La subida al trono de Felipe V, el primer Borbón, impuso el modo francés, el gran chocolate a a la taza, hecho con leche. Era más claro y ligero, las chocolateras perdieron el molinillo, ya no lo necesitaban, la bebida buscó un vaso mayor y las mancerinas desaparecieron en favor de los platitos. La loza dio paso a la porcelana europea, pero ya fuera en taza o en jícara, ya fuera en crema o batido, los españoles seguían mojando en el chocolate los productos típicos de cada zona: churros en Madrid, buñuelos y porras en Valencia, bizcochos de soletilla en Barcelona, picatostes en la costa cántabra y en toda España, el día de Reyes, el roscón. El gusto por el chocolate negro y denso, que bañaba con un oscuro manto los panecillos dulces, marcaría para siempre la distancia entre los españoles auténticos y los nuevos afrancesados. En España, las cosas claras y el chocolate, espeso.   
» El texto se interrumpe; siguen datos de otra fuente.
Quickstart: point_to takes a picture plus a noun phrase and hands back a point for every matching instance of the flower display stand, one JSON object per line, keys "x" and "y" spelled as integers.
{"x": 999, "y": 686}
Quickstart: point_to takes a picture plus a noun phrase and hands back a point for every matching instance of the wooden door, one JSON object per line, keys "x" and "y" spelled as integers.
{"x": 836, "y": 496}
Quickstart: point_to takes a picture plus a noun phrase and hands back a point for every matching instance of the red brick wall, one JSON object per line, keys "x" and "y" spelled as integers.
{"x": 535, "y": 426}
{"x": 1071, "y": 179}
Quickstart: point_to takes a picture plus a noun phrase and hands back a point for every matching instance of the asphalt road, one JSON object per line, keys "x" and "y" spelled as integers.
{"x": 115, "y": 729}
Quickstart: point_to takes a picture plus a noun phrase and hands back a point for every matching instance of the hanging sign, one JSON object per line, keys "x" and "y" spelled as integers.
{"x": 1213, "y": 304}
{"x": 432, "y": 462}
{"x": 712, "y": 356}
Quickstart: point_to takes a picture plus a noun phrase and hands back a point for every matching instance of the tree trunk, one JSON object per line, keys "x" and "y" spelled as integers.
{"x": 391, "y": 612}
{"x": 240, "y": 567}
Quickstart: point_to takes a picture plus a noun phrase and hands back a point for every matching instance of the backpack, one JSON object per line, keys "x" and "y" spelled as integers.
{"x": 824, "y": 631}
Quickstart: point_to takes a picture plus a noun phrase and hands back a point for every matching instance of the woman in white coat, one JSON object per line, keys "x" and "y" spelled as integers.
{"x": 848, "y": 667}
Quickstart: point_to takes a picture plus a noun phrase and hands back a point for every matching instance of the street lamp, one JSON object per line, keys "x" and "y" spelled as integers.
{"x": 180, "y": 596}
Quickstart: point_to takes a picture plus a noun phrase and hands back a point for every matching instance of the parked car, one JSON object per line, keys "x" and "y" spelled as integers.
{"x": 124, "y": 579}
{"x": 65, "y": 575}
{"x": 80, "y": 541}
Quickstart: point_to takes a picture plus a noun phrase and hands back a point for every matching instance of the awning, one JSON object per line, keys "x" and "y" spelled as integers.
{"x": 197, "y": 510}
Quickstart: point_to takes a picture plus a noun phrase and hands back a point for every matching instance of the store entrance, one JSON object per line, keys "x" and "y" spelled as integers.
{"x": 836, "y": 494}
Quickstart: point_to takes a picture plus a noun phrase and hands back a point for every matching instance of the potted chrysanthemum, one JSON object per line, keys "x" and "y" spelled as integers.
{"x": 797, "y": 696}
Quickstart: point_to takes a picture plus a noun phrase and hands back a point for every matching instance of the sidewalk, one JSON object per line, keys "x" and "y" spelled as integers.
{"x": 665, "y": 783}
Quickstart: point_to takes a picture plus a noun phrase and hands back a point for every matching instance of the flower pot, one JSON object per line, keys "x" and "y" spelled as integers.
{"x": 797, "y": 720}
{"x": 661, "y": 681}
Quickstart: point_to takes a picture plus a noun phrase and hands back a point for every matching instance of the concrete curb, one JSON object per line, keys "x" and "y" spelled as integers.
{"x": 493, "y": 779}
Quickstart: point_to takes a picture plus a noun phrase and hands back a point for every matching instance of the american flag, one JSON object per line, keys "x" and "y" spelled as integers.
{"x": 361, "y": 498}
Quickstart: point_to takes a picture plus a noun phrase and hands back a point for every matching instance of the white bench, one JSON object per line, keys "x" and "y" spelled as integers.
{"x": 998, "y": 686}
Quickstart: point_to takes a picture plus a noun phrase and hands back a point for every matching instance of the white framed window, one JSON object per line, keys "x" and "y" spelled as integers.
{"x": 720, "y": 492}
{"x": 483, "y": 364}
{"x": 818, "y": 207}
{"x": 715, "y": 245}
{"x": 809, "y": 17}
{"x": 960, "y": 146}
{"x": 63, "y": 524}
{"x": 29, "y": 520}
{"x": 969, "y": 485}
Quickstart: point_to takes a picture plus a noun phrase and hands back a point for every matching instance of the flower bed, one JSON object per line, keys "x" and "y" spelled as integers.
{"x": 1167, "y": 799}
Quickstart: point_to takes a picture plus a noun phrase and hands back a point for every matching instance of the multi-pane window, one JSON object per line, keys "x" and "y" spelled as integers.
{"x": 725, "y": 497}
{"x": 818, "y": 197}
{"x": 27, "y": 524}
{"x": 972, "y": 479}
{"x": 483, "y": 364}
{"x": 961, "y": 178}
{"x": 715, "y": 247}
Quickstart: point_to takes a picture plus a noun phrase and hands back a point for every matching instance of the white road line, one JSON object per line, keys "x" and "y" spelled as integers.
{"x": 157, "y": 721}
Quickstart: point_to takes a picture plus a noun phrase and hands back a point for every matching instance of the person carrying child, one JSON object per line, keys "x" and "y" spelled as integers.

En la corte nunca perdió popularidad. Carlos III desayunaba chocolate a la española todos los días, siempre en la misma mancerina, servido por su ayuda de cámara preferido, Alverico Pini. Isabel II, una reina muy castiza, lo desayunaba y merendaba, y pedía también a media noche una última taza con unos bollitos creados especialmente para ella: las "medias noches". Cuentan que en 1906, en una de las visitas de Alfonso XIII a Buckingham Palace para concertar su boda con Victoria Eugenia de Battenberg, el embajador español mojó las pastas en el té, algo absolutamente contrario a las costumbres británicas (es una infusión con agua hervida que deshace los sólidos sin aportar ningún sabor). Parece ser que cuando Victoria Eugenia susurró a su novio: "Alfonso, en Inglaterra no se mojan las pastas en el té", él respondió muy tranquilo, "pues en España lo hace hasta el rey" y, a la orden de  "españoles, ¡a mojar!", sumergió la pasta en su taza e hizo lo propio.
Chocolate con churros
En el siglo XIX entraron en escena los cafés, establecimientos que fueron pronto centros de reunión y controversias. Comenzó el declive del chocolate y de las chocolaterías, más humildes en su espacio y más ricas en olores. Aún así, en toda España, los más juerguistas y noctámbulos  lo tomaban de madrugada, para aliviar los excesos de la noche mojando el churro en humeante chocolate, la bebida de olmecas y mexicas, uno de los alimentos más placenteros del mundo,  el hijo de la semilla de cacao que produce un árbol llamado Theobroma, en griego, manjar de los dioses.